La finale du championnat de D1 de handball met aux prises le Case Cressonnière et le Saint-Pierre HBC. Pour beaucoup, ce ne sera pas seulement une opposition de style sur le terrain, entre d’un côté l’esprit de combat saint-andréen et de l’autre la culture du beau jeu saint-pierroise. Ce sont aussi deux visions de club différentes, éloignées l’une de l’autre, qui seront face à face.
Pour les inconditionnels du handball local, cette finale du championnat de La Réunion entre le Saint-Pierre HBC et le Case Cressonnière de Saint-André revêt la même symbolique. Car, ce sont les mêmes ressorts, la même charge émotionnelle qui animera les protagonistes, joueurs, fans, dirigeants, parents… A La Réunion, le handball est en effet une institution depuis des lustres. Et sa finale, le nec plus ultra. Le théâtre ultime des rêves, où s’expriment des rivalités exacerbées, comme au plus haut niveau du sport professionnel.

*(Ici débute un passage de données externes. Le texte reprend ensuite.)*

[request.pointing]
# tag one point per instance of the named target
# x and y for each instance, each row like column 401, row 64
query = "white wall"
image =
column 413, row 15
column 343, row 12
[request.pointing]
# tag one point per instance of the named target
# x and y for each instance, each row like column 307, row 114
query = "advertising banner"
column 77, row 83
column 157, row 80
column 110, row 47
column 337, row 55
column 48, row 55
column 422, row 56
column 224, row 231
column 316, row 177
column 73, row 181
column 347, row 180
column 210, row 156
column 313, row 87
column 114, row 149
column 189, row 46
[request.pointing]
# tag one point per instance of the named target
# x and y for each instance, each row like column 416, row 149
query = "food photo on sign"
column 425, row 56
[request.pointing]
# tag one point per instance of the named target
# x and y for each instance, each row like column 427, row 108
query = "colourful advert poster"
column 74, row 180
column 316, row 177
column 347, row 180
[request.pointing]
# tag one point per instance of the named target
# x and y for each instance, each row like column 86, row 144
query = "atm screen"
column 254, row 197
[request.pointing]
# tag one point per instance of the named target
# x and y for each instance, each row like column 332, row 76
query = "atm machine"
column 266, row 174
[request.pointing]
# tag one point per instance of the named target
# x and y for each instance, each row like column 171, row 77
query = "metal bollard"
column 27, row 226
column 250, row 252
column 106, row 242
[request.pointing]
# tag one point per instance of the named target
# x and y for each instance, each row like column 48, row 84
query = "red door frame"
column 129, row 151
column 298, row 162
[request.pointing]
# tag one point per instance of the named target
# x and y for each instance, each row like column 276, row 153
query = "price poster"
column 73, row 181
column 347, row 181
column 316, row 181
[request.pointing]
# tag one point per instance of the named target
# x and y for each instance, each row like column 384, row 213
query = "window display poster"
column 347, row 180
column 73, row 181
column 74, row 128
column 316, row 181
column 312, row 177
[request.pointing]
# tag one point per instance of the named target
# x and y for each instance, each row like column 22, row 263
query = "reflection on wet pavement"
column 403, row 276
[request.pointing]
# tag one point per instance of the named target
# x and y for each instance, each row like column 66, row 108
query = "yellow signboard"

Jadis, les supporters réunionnais se délectèrent des affrontements épiques entre Joinville et Saint-Gilles, les deux références des années 80. Plus récemment, ce furent les joutes fastueuses entre la JSB et l’AS Château-Morange, dans les années 2000, qui emballèrent les coeurs et firent monter la température sur la planète handballistique réunionnaise. Ces chocs ne se mesuraient pas alors seulement à l’aune de leur dimension sportive. C’était un combat bien moins raisonnable. Une lutte fratricide, un combat géopolitique, entre des identités très marquées, où la fierté de clocher était une ode au dépassement de soi.
Souvent par le passé, cette finale a mis aux prises deux bastions radicalement opposés sur les principes, les valeurs, l’histoire, ce qui façonnait presque une lutte sociale des identités. Pour le dire plus trivialement, il y avait les riches d’un côté, ceux qui payaient les joueurs rubis sur l’ongle, avaient le pouvoir de recruter ce qui se fait de mieux sur l’île, en allant piller ici et là les pépites sur le territoire de l’île, et les pauvres de l’autre, ceux qui se contentaient de l’autosuffisance, bref de la formation, pour survivre et renaître à la fois.
C’est de cela qu’il est encore question à l’aube de cette finale. C’est en tous les cas le discours, le débat qui affleure sur les réseaux sociaux, les parkings de gymnase, dans les tribunes surchauffées et les vestiaires aux effluves de camphre. Tout le monde en parle. Du pot de fer contre le pot de terre. La Cressonnière serait l’incarnation de la toute puissance. La citadelle des riches. Celle qui a construit sa suprématie de ces dernières années sur le dos des plus pauvres, des clubs formateurs comme Saint-Pierre, moins bien lotis qu’elle.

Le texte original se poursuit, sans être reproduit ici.